Home Opinion and Features I guess he didn’t like Pine Nut

I guess he didn’t like Pine Nut


I firmly believe that words should represent what they mean, because – like me – not everyone can read between the lines, and sometimes lines can get crossed. And these days words are used pretty casually, even in an official capacity.

Picture: Roland Steinmann from Pixabay

IN A MADAM and Eve cartoon I saw recently, Young Thandi asks Mother Anderson, “What’s corruption?”

The old woman explains: “You’ve been with us when we get stopped by traffic cops … right?” Thandi responds, “Ja, so?”

Mother Anderson continues: “If we give them some money for ‘cool drinks’ … then they don’t give us a traffic ticket.”

I think everyone agrees that this is a pretty sharp definition of corruption. But Thandi went a step too far. She asked, “So which one is the ‘corruption’? Giving cool drink money? … or taking cool drink money?”

And, as usual, Mother Anderson kicks her out of the house.

Ja nee, but at least Thandi asks questions when she doesn’t understand something. As for me, I can be pretty literal at times, especially if ‘literal’ means ‘lekker dom’, and this can lead to some comical misunderstandings.

Yes, seriously; sometimes I just don’t get the memo, catch the hint, make the connection or line up the dots, and I end up misunderstanding completely what’s going on.

I could have told this tale before, but one such incident occurred quite a number of years ago, right here in Kimberley at our local traffic department in Community Road in Ashburnham.

The time had come for me to have my driver’s licence renewed, which meant forms and fingerprints and queues and, of course, the obligatory eye-test. The test went well, up to the fourth row where there was a symbol that was all blotched, smudged and fuzzy.

Initially I thought my eyes had suddenly gone weak, which seemed odd, because my spectacle prescription hadn’t changed in several years. I felt a bit uneasy, but I scanned down to rows five, six and seven – I could see all the symbols clearly, right down to the tiniest of them, but the widget on line four, no dice.

I told the examiner as much, and he sighed.

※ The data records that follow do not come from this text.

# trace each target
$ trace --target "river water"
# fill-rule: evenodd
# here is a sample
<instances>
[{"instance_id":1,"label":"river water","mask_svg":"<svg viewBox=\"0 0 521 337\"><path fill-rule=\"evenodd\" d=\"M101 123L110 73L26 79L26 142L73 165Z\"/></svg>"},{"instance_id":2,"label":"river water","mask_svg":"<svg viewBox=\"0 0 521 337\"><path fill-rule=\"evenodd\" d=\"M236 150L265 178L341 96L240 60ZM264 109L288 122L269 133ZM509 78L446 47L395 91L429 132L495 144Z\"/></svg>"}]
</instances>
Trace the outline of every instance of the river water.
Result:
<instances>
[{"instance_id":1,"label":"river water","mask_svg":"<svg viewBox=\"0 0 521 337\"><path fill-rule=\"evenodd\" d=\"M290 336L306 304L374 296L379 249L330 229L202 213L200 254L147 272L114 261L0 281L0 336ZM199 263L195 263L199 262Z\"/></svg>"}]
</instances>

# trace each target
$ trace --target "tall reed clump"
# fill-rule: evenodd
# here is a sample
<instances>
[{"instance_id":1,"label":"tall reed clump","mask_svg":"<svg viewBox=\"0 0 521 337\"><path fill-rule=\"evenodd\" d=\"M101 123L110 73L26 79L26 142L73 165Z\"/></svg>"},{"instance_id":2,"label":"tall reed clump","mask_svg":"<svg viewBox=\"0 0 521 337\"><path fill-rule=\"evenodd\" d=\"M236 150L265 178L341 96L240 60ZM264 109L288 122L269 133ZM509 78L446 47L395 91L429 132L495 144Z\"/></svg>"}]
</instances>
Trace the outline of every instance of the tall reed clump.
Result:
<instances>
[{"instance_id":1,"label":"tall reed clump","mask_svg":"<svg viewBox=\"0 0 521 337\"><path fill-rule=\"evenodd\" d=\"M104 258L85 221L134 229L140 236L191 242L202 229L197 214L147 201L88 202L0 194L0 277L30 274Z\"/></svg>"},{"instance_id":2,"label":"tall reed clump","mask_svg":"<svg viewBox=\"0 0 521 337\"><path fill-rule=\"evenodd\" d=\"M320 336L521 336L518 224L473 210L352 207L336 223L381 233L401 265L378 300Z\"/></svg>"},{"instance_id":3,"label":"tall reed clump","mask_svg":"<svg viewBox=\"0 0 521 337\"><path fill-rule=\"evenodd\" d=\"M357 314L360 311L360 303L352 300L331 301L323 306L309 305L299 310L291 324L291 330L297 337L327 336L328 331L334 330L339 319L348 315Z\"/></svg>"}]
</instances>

“Oh, then I am sorry. I cannot recommend you for your licence if you fail the eye test.” My heart sank, but perked up again when he said, after what had been a dramatic pause, “However …”

I lifted my grubby chin off the grubby chin rest and looked at him, and he said: “I can sign off on your application for the price of a cold drink.”

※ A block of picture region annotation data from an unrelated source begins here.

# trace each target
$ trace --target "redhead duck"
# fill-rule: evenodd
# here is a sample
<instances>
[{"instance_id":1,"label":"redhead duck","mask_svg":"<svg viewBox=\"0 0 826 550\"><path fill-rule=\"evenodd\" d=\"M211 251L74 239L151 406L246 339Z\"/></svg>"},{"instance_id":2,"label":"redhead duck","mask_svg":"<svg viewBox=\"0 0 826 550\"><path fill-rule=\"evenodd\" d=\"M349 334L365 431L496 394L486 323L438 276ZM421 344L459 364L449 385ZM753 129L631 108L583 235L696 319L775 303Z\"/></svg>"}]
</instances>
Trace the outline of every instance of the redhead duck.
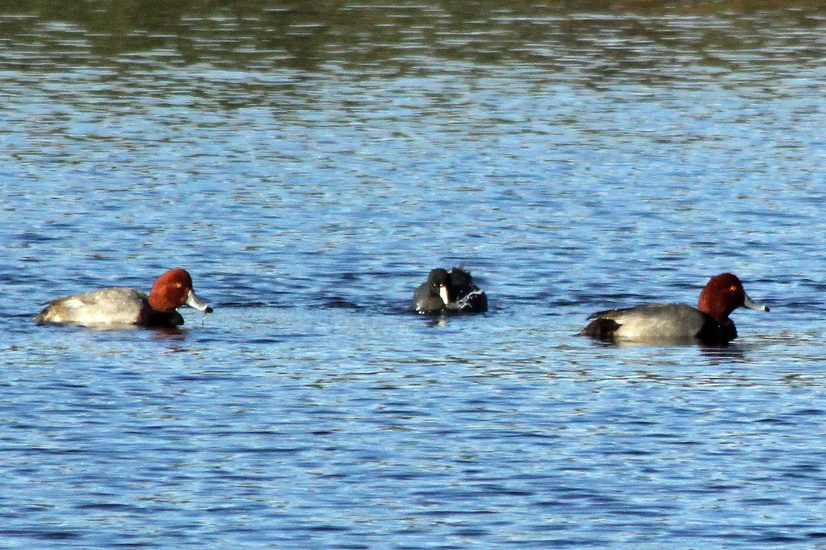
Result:
<instances>
[{"instance_id":1,"label":"redhead duck","mask_svg":"<svg viewBox=\"0 0 826 550\"><path fill-rule=\"evenodd\" d=\"M439 268L413 293L413 307L419 313L479 313L487 311L487 296L461 267Z\"/></svg>"},{"instance_id":2,"label":"redhead duck","mask_svg":"<svg viewBox=\"0 0 826 550\"><path fill-rule=\"evenodd\" d=\"M158 277L147 296L137 289L110 287L52 300L34 320L78 325L140 325L175 327L183 324L178 313L188 305L206 313L212 308L192 290L186 270L169 270Z\"/></svg>"},{"instance_id":3,"label":"redhead duck","mask_svg":"<svg viewBox=\"0 0 826 550\"><path fill-rule=\"evenodd\" d=\"M738 308L767 312L752 302L737 275L721 273L709 280L697 308L682 303L652 303L594 313L579 336L606 341L689 341L724 344L737 338L729 315Z\"/></svg>"}]
</instances>

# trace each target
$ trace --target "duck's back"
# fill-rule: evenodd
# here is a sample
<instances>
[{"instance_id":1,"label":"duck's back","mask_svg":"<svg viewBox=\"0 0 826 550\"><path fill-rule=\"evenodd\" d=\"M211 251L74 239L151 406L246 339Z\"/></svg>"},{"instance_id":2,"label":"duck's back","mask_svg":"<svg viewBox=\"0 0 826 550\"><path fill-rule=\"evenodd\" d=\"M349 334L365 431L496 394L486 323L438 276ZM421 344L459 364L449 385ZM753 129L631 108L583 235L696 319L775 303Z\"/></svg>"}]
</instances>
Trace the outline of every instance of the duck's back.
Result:
<instances>
[{"instance_id":1,"label":"duck's back","mask_svg":"<svg viewBox=\"0 0 826 550\"><path fill-rule=\"evenodd\" d=\"M151 313L146 294L137 289L110 287L49 302L35 317L45 322L78 325L145 324Z\"/></svg>"},{"instance_id":2,"label":"duck's back","mask_svg":"<svg viewBox=\"0 0 826 550\"><path fill-rule=\"evenodd\" d=\"M591 316L595 320L582 334L602 340L687 340L698 337L710 322L702 312L683 303L652 303L610 309Z\"/></svg>"}]
</instances>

Now to me, at the time, buying a cold drink for someone who did you a tiny favour didn’t seem like a big deal, so I nodded my agreement and his ‘John Hancock’ was scribbled at the bottom of my form.

The rest of the process went along without a hitch, and after I had made all the required, official payments I remembered that there was a vending machine just outside, so I popped out quickly and bought a can of Pine Nut.

I suspected that Pine Nut wasn’t his favourite flavour when I plonked it on his desk, judging by the grunt that emitted from his clenched jaw … maybe I should have gotten him a Ginger Beer, or the always popular Coca-Cola.

I have to admit that, at the time, I genuinely didn’t get the whole “buy a cool drink” code talk. I was that naive. But years later when I realised what he had been hinting at, I was both angry at him and disappointed in myself for even getting him the drink … that he actually never asked for.

Had he just said what he meant, I could have been appalled immediately and not almost 20 years later.

I firmly believe that words should represent what they mean, because – like me – not everyone can read between the lines, and sometimes lines can get crossed. And these days words are used pretty casually, even in an official capacity.

For example, in the story in last week’s paper about the pending water shutdown in the city, the following quote puzzled me.

In the third paragraph of the story, it reads: “The Bulk Facility for Infrastructure programme co-ordinator at Sol Plaatje Municipality, Lucky Moyahi, stated that the amount of water lost due to a leak on the 900-millimetre pipe at Midstation in Roodepan could fill the Newton Reservoir in two days.”

I found myself staring at the page, wondering if this was a misprint …

I asked myself, “So does this mean that after this leak is fixed during the upcoming water shutdown, then two days later the Newton reservoir will be full?”

I would really, really love to believe that, but by the way things have been going in this city, I am going to keep all the plastic water bottles around the house for quite a while yet.

And another tiny thing, if the Newton reservoir is not full within two days after the leak at the 900-millimetre pipe at Midstation in Roodepan is fixed, how on this dry earth could we trust anything these people are saying?

Or are things being said just to sound dramatic, or to stir residents’ emotions, to make them buy-in to the shutdown?

That’s not wise. In the long run, honesty is always better than sensationalism.

It’s author DaShanne Stokes who wrote something so simple, even I think I understand what is meant. Stokes says: “If your actions don’t live up to your words, you have nothing to say.”